All of this maybe true and yet it seems such a shallow, insincere, after-the-fact lowering of expectations.

Having left Christchurch for the second time in two months with nothing to show for it except false humility, it is not unreasonable to ask whether a cold wind was blowing through this ultra-talented squad.

Assistant-turned-head coach John Plumtree should take some responsibility for the side's collapse as he will no doubt take responsibility for any turnaround.

His Hurricanes are already the most interesting storyline of 2019.


Not everybody agreed with last week's assessment that the Super Rugby qualification and playoff format was the best thing about the competition. Most of the blowback seemed to emanate from Hamilton, where the third-placed-out-of-five-in-their-division Chiefs are based.

Guess what? The best two teams made the final, which will be hosted by the division winner with the best record. If you were a neutral you'd have to concede it's worked out pretty well, wouldn't you?
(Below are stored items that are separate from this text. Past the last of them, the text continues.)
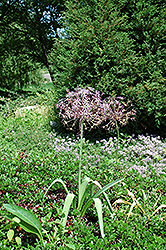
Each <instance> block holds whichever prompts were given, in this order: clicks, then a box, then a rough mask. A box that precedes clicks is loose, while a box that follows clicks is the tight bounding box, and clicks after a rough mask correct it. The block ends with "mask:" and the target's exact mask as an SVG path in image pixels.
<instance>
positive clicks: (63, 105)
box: [56, 87, 136, 129]
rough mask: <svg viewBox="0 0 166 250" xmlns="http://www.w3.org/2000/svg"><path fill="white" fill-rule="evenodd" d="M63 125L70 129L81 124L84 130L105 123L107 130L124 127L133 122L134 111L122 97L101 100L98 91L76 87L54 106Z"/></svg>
mask: <svg viewBox="0 0 166 250" xmlns="http://www.w3.org/2000/svg"><path fill="white" fill-rule="evenodd" d="M56 107H57V108H58V109H59V115H60V117H61V118H62V122H63V124H64V125H67V126H68V127H69V128H70V129H73V127H74V126H75V125H76V123H77V122H78V123H79V129H80V124H81V122H83V124H84V128H85V129H87V128H90V129H91V128H94V127H97V126H99V125H100V124H101V123H103V122H105V123H106V125H105V126H103V127H104V128H107V129H110V128H111V129H113V128H117V124H120V126H123V125H126V124H127V122H128V120H129V119H130V120H134V119H135V115H136V111H135V110H134V109H133V106H132V105H128V104H126V103H125V102H124V98H123V97H117V98H112V97H108V98H106V99H104V100H102V99H101V95H100V92H99V91H96V90H94V89H93V88H91V87H85V88H80V87H77V88H76V89H75V90H74V91H71V92H69V90H67V95H66V98H64V99H62V100H59V103H58V104H56Z"/></svg>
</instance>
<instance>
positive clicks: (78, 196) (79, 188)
mask: <svg viewBox="0 0 166 250" xmlns="http://www.w3.org/2000/svg"><path fill="white" fill-rule="evenodd" d="M83 129H84V124H83V120H81V121H80V153H79V168H78V197H79V198H80V185H81V163H82V144H83Z"/></svg>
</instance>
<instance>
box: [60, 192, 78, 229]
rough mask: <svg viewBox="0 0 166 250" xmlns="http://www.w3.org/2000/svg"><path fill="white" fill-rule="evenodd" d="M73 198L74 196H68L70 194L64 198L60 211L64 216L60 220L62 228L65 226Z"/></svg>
mask: <svg viewBox="0 0 166 250" xmlns="http://www.w3.org/2000/svg"><path fill="white" fill-rule="evenodd" d="M74 196H75V195H74V194H70V193H68V195H67V196H66V199H65V204H64V207H63V211H62V214H64V217H63V218H62V220H61V225H62V227H65V225H66V221H67V216H68V213H69V210H70V206H71V204H72V201H73V199H74Z"/></svg>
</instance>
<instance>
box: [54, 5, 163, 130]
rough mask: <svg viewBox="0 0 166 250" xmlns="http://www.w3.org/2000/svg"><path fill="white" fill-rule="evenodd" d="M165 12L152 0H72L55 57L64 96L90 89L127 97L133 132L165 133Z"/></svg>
mask: <svg viewBox="0 0 166 250" xmlns="http://www.w3.org/2000/svg"><path fill="white" fill-rule="evenodd" d="M164 8H165V5H164V3H162V2H161V1H159V2H157V3H156V1H152V0H149V1H142V0H137V1H116V0H115V1H111V2H107V1H105V0H100V1H97V0H93V1H76V0H74V1H67V4H66V12H65V13H64V16H63V27H64V30H62V33H61V36H62V39H61V40H56V41H55V49H54V50H53V52H52V54H51V58H53V59H54V63H53V65H52V66H53V68H54V72H55V78H56V80H57V83H56V86H57V88H58V89H59V92H60V94H62V95H63V94H64V90H65V89H66V88H69V89H73V88H75V87H76V86H78V85H81V86H87V85H90V86H91V87H94V88H96V89H97V90H100V91H102V92H103V93H104V94H105V95H106V96H107V95H112V96H124V97H125V98H126V99H129V100H132V102H133V104H134V106H135V107H136V109H137V125H136V126H135V125H134V128H133V131H135V132H140V131H141V132H147V131H148V132H157V131H158V132H160V133H163V134H164V128H165V125H166V120H165V111H166V99H165V96H166V87H165V80H166V79H165V59H164V58H165V39H164V37H165V28H166V23H165V12H164ZM131 128H132V127H131V125H130V128H129V129H128V132H129V131H130V130H131Z"/></svg>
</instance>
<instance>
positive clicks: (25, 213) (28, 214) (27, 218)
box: [3, 204, 41, 237]
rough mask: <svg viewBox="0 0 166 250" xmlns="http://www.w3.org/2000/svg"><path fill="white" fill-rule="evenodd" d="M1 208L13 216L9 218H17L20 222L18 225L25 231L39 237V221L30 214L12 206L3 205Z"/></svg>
mask: <svg viewBox="0 0 166 250" xmlns="http://www.w3.org/2000/svg"><path fill="white" fill-rule="evenodd" d="M3 206H4V207H5V208H6V209H7V211H9V212H10V213H12V215H13V216H10V217H9V218H11V219H13V218H14V217H15V216H17V217H18V218H19V219H20V220H21V221H20V222H19V225H20V226H21V227H22V228H23V229H24V230H25V231H27V232H31V233H34V234H37V235H38V236H39V237H40V236H41V224H40V221H39V220H38V219H37V218H36V216H35V215H34V214H33V213H32V212H30V211H28V210H26V209H24V208H22V207H19V206H16V205H12V204H4V205H3Z"/></svg>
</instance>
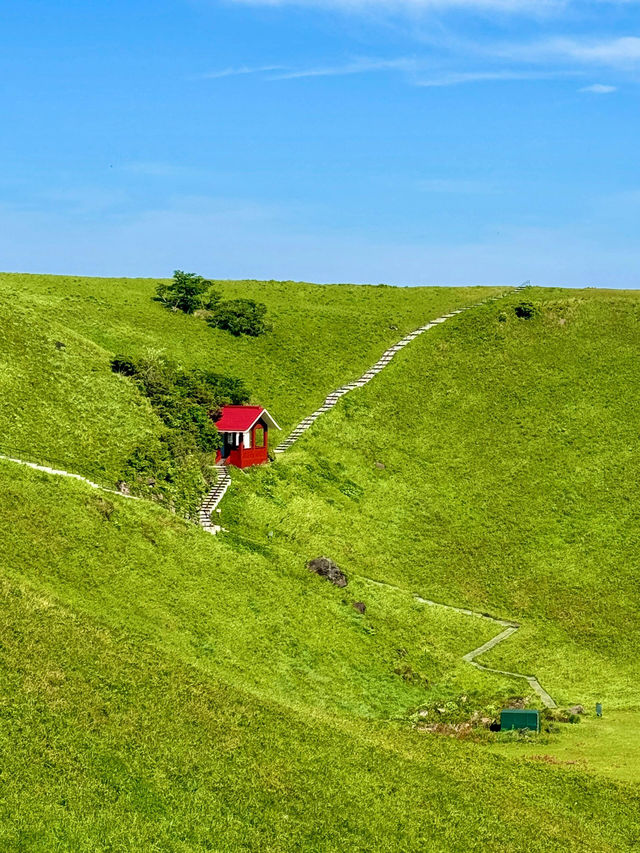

The netball community has had time to digest the "findings" of the review into the dismal Silver Ferns' Commonwealth Games campaign. You have to hope there are some real nuggets and insight in the sealed section because from what I've seen, any Mildred or Edna that has watched the Ferns over the past two years could have reached those conclusions.


A slightly different tack this week, with no link to a feature as such but rather to one of the most profound paragraphs I've read in a sports book and it comes from our very own Steven Adams in that most unloved of literary genres - the mid-career semi-autobiography.

"To represent New Zealand as a young athlete costs a lot of money, not just in basketball but all sports… I knew of players who went on every trip, at least once a year, because their parents could easily afford to pay for each tournament. But there were a lot of players, most of them brown, some of them the best in the country, who never represented New Zealand because they couldn't afford to trial, let alone to fly overseas. I hate to think how many guys I played with who could have had careers in basketball if they'd just been given more help when they were younger."

This paragraph should be printed out in 200-point font, turned into a poster and be placed on the walls of the offices of Sports Minister Grant Robertson and sports tsar Peter Miskimmin.